Mastercard opens network to USDC, OKX leaves Canada, Bitcoin climbs
Take, for example, the recent problems that Circle-issued USD Coin (USDC) faced when it was delinked from the US dollar following the collapse of Silicon Valley Bank. Two weeks later, Mastercard boldly integrated the stablecoin into its infrastructure in the Asia-Pacific region, allowing users to use USDC through its network. It’s happening, folks!
And let’s not forget Bitcoin (BTC) – that digital gold is still on the rise and decoupled from Wall Street, which again proves the value proposition and triggers calls for a hedge against equity markets in the long run.
This week’s Crypto Biz documents the latest developments in worldwide crypto adoption, and how banking system fears are affecting the crypto space.
Banking turmoil and regulatory breaches happening around the world have not slowed down the ongoing mix of traditional and decentralized finance (DeFi). The ramps connecting the two sides seem even stronger despite the wild winds of change.
Mastercard to settle stablecoin wallet transactions in APAC
Global payments provider Mastercard has made another move into the crypto space to allow retail customers in the Asia-Pacific region to use stablecoins anywhere Mastercard is accepted. This move was made possible by a partnership with Stables, an Australian stablecoin platform. Users can spend and save USDC by converting it to fiat and settling on the Mastercard network. The wallet will accept deposits in several stablecoins, including Tether (USDT) and Binance USD (BUSD), with all deposits automatically converted to USDC.

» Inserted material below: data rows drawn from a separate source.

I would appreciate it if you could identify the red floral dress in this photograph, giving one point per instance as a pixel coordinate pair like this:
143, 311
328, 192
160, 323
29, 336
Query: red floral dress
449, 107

MetaMask enables direct crypto purchases in Nigeria
On-ramps for digital assets are also increasing in Nigeria, as crypto wallet MetaMask expanded direct transactions with local banks. MetaMask’s parent company ConsenSys has partnered with crypto fintech MoonPay, which enables users in the country to buy crypto via instant bank transfers without requiring a credit or debit card. The integration is estimated to reduce the decline of direct crypto purchases in Nigeria from 90% to 30%. Nigeria is a major market for MetaMask, ranking third in active monthly mobile users. Chainalysis ranks Nigeria as one of the top 20 countries in cryptocurrency adoption.
OKX will cease operations in Canada by June 22, 2023
In a “temporary” farewell, crypto exchange OKX emailed Canadian users that the firm “will no longer offer services or allow users to open new accounts in Canada as of March 24, 2023.” OKX cited “new regulations” behind the move, saying it’s only temporary while it works with regulators. By 22 June, OKX’s customers in the country must close open options, margins, perpetuals and futures positions. Fiat or tokens must also be withdrawn by that date. In February, The Canadian Securities Administrators published a notice requiring crypto exchanges to sign new, legally binding commitments pending registration with regulators.
Bitcoin’s banking crisis wave will ‘attract more institutions’: ARK’s Cathie Wood
With fears of a global banking crisis rising, Bitcoin’s value proposition is on full display as its price continues to rise following the collapses of Silvergate, Silicon Valley Bank and Signature Bank. ARK Invest CEO Cathie Wood believes that the current disconnection of BTC’s price from the stock markets could attract more institutional investors to Bitcoin over time. As for the impact on Bitcoin’s price from institutional interests, Wood expects most firms to allocate between 2.5% to 6.5% of their investment portfolios to BTC by 2030, taking the leading cryptocurrency’s price to 1-1.5 million dollars.
The impact of the Credit Suisse banking crisis on the crypto market
How to analyze banks and avoid inaccurate market value indicators – for example, the $15.8 billion value of Silicon Valley Bank? Cryptoanalyst Marcel Pechman delves into enterprise value and how it provides a better picture of a bank’s balance sheet condition by subtracting net debt from market value. Of course, Pechman first explains the relationship between bank valuation and cryptocurrencies, specifically Bitcoin’s ethos.